Perciatelli W. Roasted Chestnuts, Butternut Squash, Goat Cheese
Total Time: 1 hr 40 mins
Preparation Time: 1 hr
Cook Time: 40 mins
Ingredients
- Servings: 6
- 10 ounces fresh chestnuts
- 2 tablespoons unsalted butter
- 2 tablespoons extra virgin olive oil
- 5 leeks, trimmed and green part 1/4 inch
- 2 garlic cloves, thinly sliced
- 1 butternut squash, 3/4 inch dice
- 3/4 cup dry vermouth
- 1 cup chicken stock
- 1 lb perciatelli
- 4 ounces fresh crumbled goat cheese
- 1/2 cup small fresh basil leaf
Recipe
- 1 preheat oven to 350 degrees.
- 2 using a chestnut knife or a small paring knife, make an incision about 1/8 inch deep through the shell and into the flesh of each chestnut almost all of the way around the circumference of the nut.

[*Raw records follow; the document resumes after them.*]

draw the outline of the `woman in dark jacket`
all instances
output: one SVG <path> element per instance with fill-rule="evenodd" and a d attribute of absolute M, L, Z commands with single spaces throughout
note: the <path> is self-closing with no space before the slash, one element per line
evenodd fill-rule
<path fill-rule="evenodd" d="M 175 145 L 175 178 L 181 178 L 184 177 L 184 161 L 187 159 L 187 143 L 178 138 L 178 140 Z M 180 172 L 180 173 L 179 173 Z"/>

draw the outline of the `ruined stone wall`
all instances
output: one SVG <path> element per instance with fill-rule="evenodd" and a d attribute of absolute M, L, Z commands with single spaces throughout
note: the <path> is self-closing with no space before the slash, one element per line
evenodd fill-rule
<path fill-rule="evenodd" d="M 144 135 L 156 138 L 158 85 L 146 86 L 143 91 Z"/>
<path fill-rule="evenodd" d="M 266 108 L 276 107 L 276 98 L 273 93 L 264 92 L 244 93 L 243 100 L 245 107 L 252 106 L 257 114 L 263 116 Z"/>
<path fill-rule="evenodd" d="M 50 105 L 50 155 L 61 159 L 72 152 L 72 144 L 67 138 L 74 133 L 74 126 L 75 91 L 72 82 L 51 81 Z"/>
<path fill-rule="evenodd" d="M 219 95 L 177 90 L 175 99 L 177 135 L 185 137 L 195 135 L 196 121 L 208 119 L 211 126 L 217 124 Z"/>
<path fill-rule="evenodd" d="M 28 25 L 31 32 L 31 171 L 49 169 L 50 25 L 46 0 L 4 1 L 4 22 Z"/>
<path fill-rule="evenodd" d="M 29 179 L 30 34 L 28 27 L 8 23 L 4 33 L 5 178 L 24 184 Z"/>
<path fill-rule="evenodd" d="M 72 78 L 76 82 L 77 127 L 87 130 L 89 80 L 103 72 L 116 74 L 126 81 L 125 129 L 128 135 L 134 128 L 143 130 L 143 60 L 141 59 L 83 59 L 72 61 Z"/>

- 3 transfer to chestnut pan or rimmed baking pan.
- 4 roast in the oven until the chestnuts are tender, about 35 minutes.
- 5 turn the oven off.
- 6 leaving the pan with the chestnuts in the oven, remover several at a time.
- 7 working quickly, place one chestnut in a towel and holding both, peel the chestnut while still hot.
- 8 immediately remove and discard the shells and inner skin.
- 9 break into halves or quarters; set the chestnuts aside.
- 10 place a large pot of water over high heat.
- 11 in a large high sided sauté pan, melt butter and olive oil over medium heat.
- 12 add the leeks and the garlic, and cook, stirring occasionally, until softened, about 6 minutes.
- 13 add chestnuts and squash, season with salt and pepper.
- 14 cook until tender, 15 to 20 minutes.
- 15 add vermouth and stock, raise heat to medium high and cook until liquid is reduces by little more than half, about 2 minutes.
- 16 meanwhile, add salt and pasta to the large pot of boiling water, and cook until pasta is al dente, 8 to 10 minutes.
- 17 drain the past and add it to the sauté pan along with half of the goat cheese, and toss to combine.
- 18 transfer pasta mixture to a serving dish, and garnish with remaining goat cheese and basil leaves.